A study from 2005 adds the following species : Lytechinus anamesus, Toxopneustes roseus, Cassidulus pacificus, Mellita kanakoffi, Encope wetmorei, Brissus latecarinatus, Metalia spatagus, Brisaster townsendi, Moira clotho.

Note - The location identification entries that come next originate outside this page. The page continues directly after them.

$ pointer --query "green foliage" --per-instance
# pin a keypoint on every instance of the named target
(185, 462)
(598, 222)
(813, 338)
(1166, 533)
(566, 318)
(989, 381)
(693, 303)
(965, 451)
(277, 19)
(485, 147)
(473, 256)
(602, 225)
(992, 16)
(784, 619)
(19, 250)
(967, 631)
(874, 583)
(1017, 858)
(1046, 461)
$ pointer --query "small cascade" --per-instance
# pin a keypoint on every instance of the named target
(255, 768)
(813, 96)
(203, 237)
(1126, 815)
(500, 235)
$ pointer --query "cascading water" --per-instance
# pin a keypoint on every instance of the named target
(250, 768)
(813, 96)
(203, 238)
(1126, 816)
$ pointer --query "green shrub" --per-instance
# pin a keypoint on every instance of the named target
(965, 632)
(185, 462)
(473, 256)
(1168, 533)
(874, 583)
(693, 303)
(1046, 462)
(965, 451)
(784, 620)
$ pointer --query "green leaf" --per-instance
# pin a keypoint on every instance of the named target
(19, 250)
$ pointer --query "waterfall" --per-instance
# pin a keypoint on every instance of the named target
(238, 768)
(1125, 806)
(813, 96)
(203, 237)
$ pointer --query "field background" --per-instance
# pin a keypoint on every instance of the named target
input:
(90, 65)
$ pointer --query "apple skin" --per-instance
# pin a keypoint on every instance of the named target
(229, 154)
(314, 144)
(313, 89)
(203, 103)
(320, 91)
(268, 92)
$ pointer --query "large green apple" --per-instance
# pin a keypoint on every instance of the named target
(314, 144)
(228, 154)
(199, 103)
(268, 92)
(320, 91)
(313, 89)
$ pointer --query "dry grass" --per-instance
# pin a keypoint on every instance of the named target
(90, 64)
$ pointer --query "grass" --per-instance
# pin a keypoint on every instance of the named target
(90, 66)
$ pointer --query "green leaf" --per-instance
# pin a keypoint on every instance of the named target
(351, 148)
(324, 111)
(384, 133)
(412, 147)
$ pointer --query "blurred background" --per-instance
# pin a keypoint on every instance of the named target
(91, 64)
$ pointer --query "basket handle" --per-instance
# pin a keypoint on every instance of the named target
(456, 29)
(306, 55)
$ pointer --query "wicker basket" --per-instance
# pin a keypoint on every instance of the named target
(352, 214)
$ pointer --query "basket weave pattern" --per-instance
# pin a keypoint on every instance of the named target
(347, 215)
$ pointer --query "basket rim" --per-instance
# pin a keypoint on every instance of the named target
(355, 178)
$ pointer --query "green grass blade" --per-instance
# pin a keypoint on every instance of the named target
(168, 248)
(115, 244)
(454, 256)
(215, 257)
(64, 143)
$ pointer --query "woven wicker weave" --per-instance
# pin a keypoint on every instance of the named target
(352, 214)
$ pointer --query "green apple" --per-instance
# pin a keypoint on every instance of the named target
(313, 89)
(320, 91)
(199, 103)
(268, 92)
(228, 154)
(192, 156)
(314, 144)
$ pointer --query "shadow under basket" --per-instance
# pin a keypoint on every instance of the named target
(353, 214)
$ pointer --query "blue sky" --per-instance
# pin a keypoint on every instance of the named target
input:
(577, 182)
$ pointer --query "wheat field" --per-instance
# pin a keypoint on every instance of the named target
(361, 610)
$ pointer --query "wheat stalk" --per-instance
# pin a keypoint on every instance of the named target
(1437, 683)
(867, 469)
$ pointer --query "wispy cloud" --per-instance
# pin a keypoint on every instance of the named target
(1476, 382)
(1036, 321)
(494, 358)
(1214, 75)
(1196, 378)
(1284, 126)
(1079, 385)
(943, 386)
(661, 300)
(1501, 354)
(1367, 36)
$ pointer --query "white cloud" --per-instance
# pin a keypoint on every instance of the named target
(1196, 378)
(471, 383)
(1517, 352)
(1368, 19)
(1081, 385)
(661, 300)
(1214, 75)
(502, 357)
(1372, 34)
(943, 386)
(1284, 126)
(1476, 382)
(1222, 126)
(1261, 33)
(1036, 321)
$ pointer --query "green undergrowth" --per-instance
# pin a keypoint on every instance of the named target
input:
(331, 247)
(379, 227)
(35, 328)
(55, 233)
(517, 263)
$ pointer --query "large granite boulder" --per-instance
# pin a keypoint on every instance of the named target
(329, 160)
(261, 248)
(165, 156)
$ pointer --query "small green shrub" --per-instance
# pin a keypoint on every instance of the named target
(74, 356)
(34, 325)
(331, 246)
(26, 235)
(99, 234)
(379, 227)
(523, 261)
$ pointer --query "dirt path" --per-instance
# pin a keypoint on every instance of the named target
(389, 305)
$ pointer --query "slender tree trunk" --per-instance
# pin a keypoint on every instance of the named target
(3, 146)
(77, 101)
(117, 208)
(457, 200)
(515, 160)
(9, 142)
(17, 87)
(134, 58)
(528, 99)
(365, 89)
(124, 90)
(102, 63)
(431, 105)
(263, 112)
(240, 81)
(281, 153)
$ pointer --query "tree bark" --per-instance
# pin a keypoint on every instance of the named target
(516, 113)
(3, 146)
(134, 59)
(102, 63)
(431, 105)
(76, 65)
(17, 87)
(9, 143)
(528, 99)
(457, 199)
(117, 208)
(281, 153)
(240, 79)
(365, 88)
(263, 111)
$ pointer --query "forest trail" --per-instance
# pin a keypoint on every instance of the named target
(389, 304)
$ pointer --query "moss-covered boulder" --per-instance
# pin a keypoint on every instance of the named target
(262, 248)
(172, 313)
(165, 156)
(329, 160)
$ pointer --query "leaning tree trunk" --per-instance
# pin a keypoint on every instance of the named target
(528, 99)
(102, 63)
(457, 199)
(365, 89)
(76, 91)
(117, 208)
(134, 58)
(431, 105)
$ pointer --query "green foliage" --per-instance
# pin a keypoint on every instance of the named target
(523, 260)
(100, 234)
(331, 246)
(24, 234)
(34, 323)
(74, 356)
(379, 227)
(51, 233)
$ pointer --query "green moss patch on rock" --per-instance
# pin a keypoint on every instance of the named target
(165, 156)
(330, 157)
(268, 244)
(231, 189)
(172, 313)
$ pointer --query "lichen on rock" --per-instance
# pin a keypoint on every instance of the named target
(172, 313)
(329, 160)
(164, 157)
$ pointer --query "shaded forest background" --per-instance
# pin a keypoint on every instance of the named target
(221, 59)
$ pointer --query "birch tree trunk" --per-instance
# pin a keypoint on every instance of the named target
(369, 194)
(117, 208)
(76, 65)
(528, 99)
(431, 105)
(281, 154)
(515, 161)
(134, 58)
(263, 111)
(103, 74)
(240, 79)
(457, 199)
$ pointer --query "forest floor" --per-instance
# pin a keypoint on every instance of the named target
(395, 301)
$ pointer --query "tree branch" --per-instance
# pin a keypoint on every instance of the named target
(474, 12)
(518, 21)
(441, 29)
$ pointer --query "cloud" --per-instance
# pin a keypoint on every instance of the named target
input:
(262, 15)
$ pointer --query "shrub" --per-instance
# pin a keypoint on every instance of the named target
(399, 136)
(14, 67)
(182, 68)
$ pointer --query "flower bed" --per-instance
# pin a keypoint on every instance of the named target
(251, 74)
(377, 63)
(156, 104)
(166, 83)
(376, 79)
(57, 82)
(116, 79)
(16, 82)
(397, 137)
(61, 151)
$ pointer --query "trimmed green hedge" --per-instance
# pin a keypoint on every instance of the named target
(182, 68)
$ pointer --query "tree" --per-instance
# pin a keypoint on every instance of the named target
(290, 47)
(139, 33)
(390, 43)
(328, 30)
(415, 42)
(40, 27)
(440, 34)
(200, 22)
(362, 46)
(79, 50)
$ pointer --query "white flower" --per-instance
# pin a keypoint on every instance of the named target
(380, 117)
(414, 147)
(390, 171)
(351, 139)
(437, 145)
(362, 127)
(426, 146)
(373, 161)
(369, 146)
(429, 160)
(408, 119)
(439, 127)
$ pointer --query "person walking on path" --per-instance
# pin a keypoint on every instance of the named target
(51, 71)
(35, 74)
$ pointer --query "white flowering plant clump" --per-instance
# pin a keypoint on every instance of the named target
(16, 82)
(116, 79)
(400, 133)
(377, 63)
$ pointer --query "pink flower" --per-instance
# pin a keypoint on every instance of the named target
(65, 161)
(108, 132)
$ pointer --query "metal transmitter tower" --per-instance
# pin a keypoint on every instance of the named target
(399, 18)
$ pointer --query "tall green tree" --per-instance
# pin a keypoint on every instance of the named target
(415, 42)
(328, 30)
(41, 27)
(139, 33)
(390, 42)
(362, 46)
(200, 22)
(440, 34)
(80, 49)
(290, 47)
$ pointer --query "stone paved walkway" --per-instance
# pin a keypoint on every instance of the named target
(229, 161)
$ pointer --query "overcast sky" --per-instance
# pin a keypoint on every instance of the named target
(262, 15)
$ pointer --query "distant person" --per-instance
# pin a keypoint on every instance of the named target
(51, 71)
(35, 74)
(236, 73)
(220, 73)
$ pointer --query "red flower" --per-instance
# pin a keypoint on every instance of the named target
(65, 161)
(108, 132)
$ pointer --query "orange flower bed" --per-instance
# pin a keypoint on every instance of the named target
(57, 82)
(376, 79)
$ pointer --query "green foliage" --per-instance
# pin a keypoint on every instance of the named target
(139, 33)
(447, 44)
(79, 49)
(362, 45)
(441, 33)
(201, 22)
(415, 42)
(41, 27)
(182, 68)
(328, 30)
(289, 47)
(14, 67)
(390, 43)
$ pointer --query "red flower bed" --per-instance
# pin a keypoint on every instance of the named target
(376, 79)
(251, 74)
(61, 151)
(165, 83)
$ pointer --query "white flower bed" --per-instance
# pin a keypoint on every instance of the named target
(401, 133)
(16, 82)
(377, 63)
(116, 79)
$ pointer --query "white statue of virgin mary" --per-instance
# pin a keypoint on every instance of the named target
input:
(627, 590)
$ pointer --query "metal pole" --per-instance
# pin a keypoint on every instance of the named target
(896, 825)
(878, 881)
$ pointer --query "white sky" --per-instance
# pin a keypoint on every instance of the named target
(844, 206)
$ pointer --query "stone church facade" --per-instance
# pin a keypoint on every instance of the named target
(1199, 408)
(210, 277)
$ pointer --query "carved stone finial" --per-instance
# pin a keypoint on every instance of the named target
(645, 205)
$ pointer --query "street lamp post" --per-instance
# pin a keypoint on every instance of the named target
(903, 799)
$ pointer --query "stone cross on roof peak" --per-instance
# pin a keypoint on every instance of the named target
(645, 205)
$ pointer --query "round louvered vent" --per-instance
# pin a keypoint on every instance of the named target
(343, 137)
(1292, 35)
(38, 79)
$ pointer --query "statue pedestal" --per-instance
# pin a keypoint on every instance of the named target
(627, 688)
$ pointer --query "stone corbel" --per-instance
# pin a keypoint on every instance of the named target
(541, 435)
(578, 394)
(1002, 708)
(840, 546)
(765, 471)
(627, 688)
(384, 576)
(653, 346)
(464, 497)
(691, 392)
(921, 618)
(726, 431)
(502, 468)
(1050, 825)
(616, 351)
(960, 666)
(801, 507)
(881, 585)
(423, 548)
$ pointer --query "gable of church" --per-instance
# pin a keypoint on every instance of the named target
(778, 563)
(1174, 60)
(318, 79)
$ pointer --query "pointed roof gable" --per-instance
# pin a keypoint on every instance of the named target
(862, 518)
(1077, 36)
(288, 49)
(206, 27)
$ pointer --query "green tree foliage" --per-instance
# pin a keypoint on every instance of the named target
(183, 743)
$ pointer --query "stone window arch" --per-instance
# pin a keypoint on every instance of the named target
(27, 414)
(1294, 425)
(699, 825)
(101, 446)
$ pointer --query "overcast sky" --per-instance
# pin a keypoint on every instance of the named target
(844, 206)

== Summary of urchins of the Northern Gulf of California ==
- 35 species of echinoids (100%) occur in the Northern Gulf of California (GNC).
- 3 species (8.57%) are found in the Northern Gulf (GNC), Central Gulf (GCC), and outside of the Gulf, but are absent from the Southern Gulf.
- 32 species (91.43%) are found throughout the Gulf (GNC, GCC, GCS).
- 15 (42.86%) reside in the Southwest Baja California Sur Region (SBC) as well as in the Northern Gulf (GNC).
- 1 species (2.86%) is endemic to the Gulf of California (Mellita grantii).